19 May 2009

Bicycling baronet to cycling Speaker?

We already have a cyclist mayor of London in Boris Johnson, and a potential cycling Prime Minster in David Cameron. Now, according to the BBC, one of the candidates to replace Michael Martin as Speaker of the House of Commons is Sir George Young, the 'bicycling baronet' who has a history of positive contributions to cycling legislation.

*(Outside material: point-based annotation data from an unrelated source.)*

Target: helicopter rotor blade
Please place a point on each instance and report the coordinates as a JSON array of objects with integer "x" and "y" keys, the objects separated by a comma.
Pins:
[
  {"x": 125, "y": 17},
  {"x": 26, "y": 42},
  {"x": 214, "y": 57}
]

There are some backbench cycling MPs (such as Emily Thornberry) too. But we'd have to go some way to return to the kind of cycling levels among members of the House at the turn of the 19th century. A column in the Pall Mall Gazette of Saturday 13 August 1898 had this to say about the Parliamentary recess:


Parliament is away, and, to a large extent, awheel. In popularity with members of Parliament the bicycle can give many points to the motor car and yet beat that mechanical atrocity hollow. Nor is the passion for wheeling confined to any section or any party in the House. The Lord Advocate of Scotland is enthusiast enough to essay to travel northwards and homewards from Westminster by this agreeable means, though we doubt whether he will complete the journey in this way; Mr. William Field, whose robust brogue is the delight of the House of Commons, is one of the latest victims of the prevailing epidemic, while Mr. Healy's partiality for the cycle led him to defend the privileges of its riders with quite remarkable vigour in the House the other day. Sir John Gorst's lurid machine, coloured a Post Office red, is an object of daily wonderment in the Session, as he wheels gently down Victoria-street. Mr. Stuart Worley is a constant and careful rider; and Sir Howard Vincent is greeted with a benevolent grin by hundreds of his blue-coated former subordinates as he careers about the West End. The officials of the House, too, have quite taken to the exercise, and one of them, Mr. Archibald Milman, is at this moment covered with honourable bruises sustained in the too eager pursuit of this kind of pleasure. But the cycle is no respecter of the persons of its riders.

Thanks, as ever, to the comprehensive, searchable British Library website of digitised newspapers (it's paid-for with some free content if accessed outside the library, but all free inside).